You can always wrap Double.parseDouble() in a try catch block.

您始终可以将 Double.parseDouble() 包装在 try catch 块中。

try
{
  Double.parseDouble(number);
}
catch(NumberFormatException e)
{
  //not a double
}

Something like below should suffice :-

像下面这样的东西就足够了：-

String decimalPattern = "([0-9]*)\.([0-9]*)";  
String number="20.00";  
boolean match = Pattern.matches(decimalPattern, number);
System.out.println(match); //if true then decimal else not  

Apache, as usual, has a good answer from Apache Commons-Langin the form of NumberUtils.isCreatable(String).

Apache，像往常一样，有一个很好的答案 fromApache Commons-Lang的形式 NumberUtils.isCreatable(String)。

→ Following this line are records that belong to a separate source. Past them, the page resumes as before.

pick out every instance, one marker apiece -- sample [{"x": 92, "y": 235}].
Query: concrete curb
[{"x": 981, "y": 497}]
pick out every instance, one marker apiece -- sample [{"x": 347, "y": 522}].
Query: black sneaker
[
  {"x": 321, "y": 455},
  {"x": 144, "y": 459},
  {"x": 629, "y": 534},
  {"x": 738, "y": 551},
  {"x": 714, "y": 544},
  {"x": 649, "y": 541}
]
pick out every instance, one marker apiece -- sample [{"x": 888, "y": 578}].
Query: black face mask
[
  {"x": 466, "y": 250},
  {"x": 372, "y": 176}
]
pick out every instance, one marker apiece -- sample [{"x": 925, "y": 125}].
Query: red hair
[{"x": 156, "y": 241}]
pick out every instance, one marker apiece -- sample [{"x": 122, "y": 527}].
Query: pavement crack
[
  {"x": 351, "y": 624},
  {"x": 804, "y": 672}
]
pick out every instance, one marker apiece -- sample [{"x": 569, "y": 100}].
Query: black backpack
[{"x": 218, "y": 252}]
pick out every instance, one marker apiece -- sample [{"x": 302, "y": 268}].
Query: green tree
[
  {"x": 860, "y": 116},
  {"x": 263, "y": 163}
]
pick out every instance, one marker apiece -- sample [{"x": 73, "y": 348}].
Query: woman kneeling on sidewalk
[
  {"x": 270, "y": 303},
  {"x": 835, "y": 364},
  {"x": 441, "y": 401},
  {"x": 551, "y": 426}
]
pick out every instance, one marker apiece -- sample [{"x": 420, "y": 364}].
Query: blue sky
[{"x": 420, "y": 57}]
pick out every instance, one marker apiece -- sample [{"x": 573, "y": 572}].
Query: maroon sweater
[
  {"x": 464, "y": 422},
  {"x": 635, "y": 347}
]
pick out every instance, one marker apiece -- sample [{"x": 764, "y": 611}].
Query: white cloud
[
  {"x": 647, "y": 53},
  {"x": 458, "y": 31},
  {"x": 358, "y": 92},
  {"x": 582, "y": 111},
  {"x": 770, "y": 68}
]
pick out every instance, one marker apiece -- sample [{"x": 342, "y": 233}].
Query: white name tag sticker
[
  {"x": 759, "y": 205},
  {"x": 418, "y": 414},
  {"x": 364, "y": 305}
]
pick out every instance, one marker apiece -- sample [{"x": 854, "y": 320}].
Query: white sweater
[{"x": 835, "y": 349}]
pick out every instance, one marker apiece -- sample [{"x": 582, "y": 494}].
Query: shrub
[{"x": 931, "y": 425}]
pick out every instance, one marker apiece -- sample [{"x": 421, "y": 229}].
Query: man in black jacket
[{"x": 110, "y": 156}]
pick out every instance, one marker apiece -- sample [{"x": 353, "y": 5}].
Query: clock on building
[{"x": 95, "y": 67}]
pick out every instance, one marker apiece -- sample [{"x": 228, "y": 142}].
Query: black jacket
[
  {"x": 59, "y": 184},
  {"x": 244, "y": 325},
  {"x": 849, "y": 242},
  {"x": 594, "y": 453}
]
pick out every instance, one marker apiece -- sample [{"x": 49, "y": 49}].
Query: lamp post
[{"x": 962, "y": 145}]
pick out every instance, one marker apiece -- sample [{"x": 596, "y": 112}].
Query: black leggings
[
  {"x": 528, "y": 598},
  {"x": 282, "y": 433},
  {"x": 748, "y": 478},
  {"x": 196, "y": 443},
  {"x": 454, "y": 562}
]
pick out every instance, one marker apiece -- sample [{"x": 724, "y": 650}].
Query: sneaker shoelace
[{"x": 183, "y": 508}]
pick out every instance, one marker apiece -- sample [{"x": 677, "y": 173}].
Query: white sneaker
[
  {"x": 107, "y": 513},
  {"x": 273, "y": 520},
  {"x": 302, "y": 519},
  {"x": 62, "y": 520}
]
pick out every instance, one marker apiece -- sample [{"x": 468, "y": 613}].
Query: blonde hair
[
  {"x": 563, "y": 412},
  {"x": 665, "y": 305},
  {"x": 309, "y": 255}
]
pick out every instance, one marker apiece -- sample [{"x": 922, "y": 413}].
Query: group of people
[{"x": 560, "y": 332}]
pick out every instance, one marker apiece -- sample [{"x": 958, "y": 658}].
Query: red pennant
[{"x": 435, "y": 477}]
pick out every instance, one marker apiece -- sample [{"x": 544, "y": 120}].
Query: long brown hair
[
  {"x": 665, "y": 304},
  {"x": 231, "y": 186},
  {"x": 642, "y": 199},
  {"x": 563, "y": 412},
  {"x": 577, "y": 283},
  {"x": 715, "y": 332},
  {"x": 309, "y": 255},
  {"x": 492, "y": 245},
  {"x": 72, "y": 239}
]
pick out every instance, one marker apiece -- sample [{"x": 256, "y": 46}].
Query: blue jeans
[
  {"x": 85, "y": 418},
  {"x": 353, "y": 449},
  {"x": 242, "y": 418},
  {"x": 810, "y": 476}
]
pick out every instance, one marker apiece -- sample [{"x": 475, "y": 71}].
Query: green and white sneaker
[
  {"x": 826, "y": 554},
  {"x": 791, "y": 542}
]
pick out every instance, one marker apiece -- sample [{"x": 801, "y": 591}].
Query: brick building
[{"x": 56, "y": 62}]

Handles nulls, no try/catchblock required.

句柄nulls，不需要try/catch块。

All answers are OK, depending on how academic you want to be. If you wish to follow the Java specifications accurately, use the following:

所有答案都可以，这取决于您想成为的学术水平。如果您希望准确地遵循 Java 规范，请使用以下内容：

private static final Pattern DOUBLE_PATTERN = Pattern.compile(
    "[\x00-\x20]*[+-]?(NaN|Infinity|((((\p{Digit}+)(\.)?((\p{Digit}+)?)" +
    "([eE][+-]?(\p{Digit}+))?)|(\.((\p{Digit}+))([eE][+-]?(\p{Digit}+))?)|" +
    "(((0[xX](\p{XDigit}+)(\.)?)|(0[xX](\p{XDigit}+)?(\.)(\p{XDigit}+)))" +
    "[pP][+-]?(\p{Digit}+)))[fFdD]?))[\x00-\x20]*");

public static boolean isFloat(String s)
{
    return DOUBLE_PATTERN.matcher(s).matches();
}

This code is based on the JavaDocs at Double.

此代码基于Double处的 JavaDocs 。

Google's Guava library provides a nice helper method to do this: Doubles.tryParse(String). You use it like Double.parseDoublebut it returns nullrather than throwing an exception if the string does not parse to a double.

谷歌的番石榴库提供了一个很好的辅助方法来做到这一点：Doubles.tryParse(String)。您可以像这样使用它，Double.parseDouble但null如果字符串未解析为双精度值，它会返回而不是抛出异常。